A local McDonald's manager will return a shipment of hamburger buns if more than 10% of the buns are crushed. A random sample of 81 buns finds 13 crushed buns. A 5% significance test is conducted to determine if the shipment should be accepted. The p value for this situation is:


0.0348

0.0500

0.0700

0.0436

0.0218

You can try a proportional one-sample z-test for this one since this problem is using proportions.

Using a formula for a proportional one-sample z-test with your data included, we have:
z = .16 - .10 -->test value (13/81 is .16) minus population value (.10) divided by
√[(.10)(.90)/81] --> .90 represents 1-.10 and 81 is sample size.

Finish the calculation. Use a z-table to determine the p-value for the z-test statistic.

To find the p-value for this situation, we need to perform a hypothesis test.

First, we need to set up our null and alternative hypotheses.

Null hypothesis (H0): The proportion of crushed buns is equal to or less than 10% (or 0.10).
Alternative hypothesis (Ha): The proportion of crushed buns is greater than 10% (or 0.10).

Next, we need to calculate the test statistic and p-value. In this case, we'll be using a one-sample proportion z-test.

The test statistic (z) is calculated using the formula:

z = (p̂ - p) / sqrt(p * (1 - p) / n)

Where:
- p̂ is the sample proportion of crushed buns
- p is the hypothesized proportion of crushed buns under the null hypothesis (0.10)
- n is the sample size (81)

In this case, p̂ = 13/81 ≈ 0.1605

Now, let's calculate the test statistic:

z = (0.1605 - 0.10) / sqrt(0.10 * (1 - 0.10) / 81)
≈ 0.1605 - 0.10 / 0.030973

≈ 0.0605 / 0.030973
≈ 1.951

To find the p-value, we need to determine the probability of observing a test statistic as extreme as or more extreme than the one calculated (1.951) under the null hypothesis.

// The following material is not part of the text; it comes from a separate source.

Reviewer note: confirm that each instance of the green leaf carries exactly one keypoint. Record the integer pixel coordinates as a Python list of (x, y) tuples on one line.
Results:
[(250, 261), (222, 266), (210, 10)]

We then use a standard normal distribution table or calculator to find the area under the curve that corresponds to the test statistic. In this case, we're looking for the area to the right of 1.951.

The p-value for this situation is the probability of getting a z-value greater than 1.951. From the standard normal distribution table, we find that the area to the right of 1.951 is approximately 0.0278.

Therefore, the p-value for this situation is approximately 0.0278, which is not one of the listed options.